I wasn’t impressed with the chimichurri sauce for the other steak and actually threw away the recipe. It was super bland without the jalapeno, which had arrived bruised, broken, and a little slimy. Oh, well. It was going into the trash anyway.

I skipped the next two weeks of deliveries. I needed to mix up some of the stuff I’d learned and make food my husband brought home from his grocery store. I did a week of my own meal planning and cooking. Then there was Thanksgiving and a week of eating those leftovers. We had a ten-pound bird for just the two of us, but that’s a whole other story that shan’t be told here.

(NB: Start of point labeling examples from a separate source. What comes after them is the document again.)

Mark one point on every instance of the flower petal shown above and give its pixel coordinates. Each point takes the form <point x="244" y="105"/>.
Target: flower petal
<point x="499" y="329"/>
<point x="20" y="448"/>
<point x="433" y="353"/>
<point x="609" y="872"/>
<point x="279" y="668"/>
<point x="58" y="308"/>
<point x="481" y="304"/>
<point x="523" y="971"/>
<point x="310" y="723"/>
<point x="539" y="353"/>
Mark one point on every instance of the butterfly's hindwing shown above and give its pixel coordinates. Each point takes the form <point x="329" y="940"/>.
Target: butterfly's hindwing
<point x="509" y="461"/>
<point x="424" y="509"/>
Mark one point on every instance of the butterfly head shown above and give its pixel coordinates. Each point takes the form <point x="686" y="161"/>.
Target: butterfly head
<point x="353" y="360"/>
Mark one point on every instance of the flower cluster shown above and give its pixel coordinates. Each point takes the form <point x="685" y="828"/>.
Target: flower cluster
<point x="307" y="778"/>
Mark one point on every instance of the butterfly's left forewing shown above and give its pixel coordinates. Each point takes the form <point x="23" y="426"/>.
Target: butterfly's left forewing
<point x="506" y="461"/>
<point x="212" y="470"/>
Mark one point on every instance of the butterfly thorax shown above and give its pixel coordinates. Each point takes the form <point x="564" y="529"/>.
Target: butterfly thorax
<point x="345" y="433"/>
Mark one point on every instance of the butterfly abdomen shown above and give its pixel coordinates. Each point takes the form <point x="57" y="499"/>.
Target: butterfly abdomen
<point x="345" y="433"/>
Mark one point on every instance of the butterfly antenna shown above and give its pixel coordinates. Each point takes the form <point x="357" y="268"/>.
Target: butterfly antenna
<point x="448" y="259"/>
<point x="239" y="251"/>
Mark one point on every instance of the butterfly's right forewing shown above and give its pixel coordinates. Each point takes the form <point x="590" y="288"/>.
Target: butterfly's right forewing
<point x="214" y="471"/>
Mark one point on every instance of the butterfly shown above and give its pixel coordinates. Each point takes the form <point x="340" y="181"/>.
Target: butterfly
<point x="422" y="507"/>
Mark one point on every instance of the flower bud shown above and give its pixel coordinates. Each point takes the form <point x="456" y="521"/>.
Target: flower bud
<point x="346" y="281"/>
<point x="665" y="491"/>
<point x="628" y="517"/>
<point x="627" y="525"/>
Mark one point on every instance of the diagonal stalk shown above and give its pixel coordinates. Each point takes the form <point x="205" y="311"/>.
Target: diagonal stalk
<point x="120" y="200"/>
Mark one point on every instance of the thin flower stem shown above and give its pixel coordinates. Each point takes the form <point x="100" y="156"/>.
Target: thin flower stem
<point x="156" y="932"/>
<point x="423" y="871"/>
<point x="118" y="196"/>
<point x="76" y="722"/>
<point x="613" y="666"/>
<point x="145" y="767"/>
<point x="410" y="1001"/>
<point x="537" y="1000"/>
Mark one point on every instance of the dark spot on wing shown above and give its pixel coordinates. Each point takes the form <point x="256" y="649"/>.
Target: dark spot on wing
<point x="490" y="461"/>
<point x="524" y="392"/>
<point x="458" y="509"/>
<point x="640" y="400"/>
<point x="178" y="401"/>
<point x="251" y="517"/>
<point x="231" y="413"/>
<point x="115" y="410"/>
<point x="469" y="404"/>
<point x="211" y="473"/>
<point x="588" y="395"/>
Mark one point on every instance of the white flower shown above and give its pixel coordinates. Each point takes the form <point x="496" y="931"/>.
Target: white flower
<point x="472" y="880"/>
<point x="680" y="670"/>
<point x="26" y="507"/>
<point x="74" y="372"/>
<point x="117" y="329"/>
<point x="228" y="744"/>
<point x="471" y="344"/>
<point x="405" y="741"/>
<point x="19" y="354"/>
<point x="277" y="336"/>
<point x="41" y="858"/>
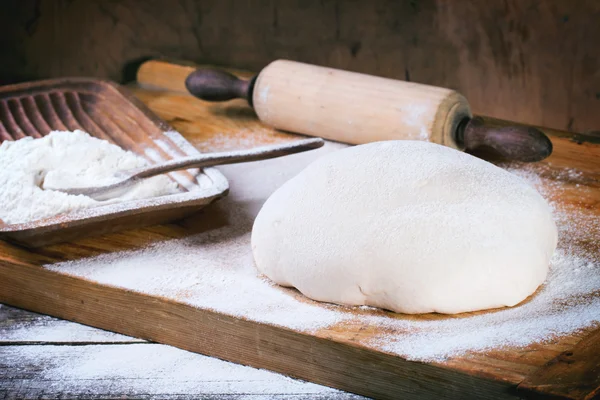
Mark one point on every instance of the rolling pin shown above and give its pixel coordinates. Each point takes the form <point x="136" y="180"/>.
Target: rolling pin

For our third week of meals, I upgraded to a premium meal—again because of limited choices. Scallops were new to me. I’d never eaten them, let alone cooked them. The directions were pretty shitty when it came to determining if they were cooked or not. I probably overcooked them, but I don’t know. They were, themselves, absolutely devoid of flavor. The only flavor came from the hazelnuts, Meyer lemon, tomatoes, and potatoes.

All three meals that final week had potatoes that needed to be peeled and diced. One meal came with one large potato. Cool. Another came with two medium potatoes. Fine. The other meal came with six new potatoes. Two were wrinkled up and spongy. One was green! WTF?! Most people don’t know this, but green potatoes are not edible. They can actually make you ill. I pitched those little buggers and used my own damned potatoes.

The carrots that came with the chicken were floppy as hell by the time I went to use them. I was pretty pissed. But I’ve figured it out. I know now why the food they sent me kept rotting. It’s those fucking brown paper bags they put everything in. What do you do with green bananas? Green avocados? Green tomatoes? Put it in a brown paper bag and it ripens way faster.

So, lesson learned. I’ve canceled my service with them. It’s too much of a pain in the ass to keep checking my account to make sure that they’re not going to charge me and send food I don’t want. It’s too expensive to pay $60 or $70 a week for three meals when I can cook every night for that much otherwise. Also, we still rent. I’m not down for wasting money like that when we’re trying to save up for a house.

All in all, I’d say it was worth it. We got nine meals for two sent to our door for a total out-of-pocket cost of $50. That’s a savings of $160. I was also able to send a free box to my mother, my brother’s wife, and two co-workers. Two other free weeks I gave out went unredeemed before I canceled my account. So that’s $350 worth of meals they gave to me to give out to others. That would bring the grand total of value to $560 worth of meals delivered for the $50 I paid plus the $60 my mom paid. Cheesus Crust…

Oh, and they sent me a sample canister of wild garlic flavored sea salt along with a coupon for 40% off anything on that other company’s website. But that, my friends, is going to have to be the subject of my next blog.

But until then—have you ever tried one of these meal delivery services? How’d you like it? Do you still get it every week? Which company do you use?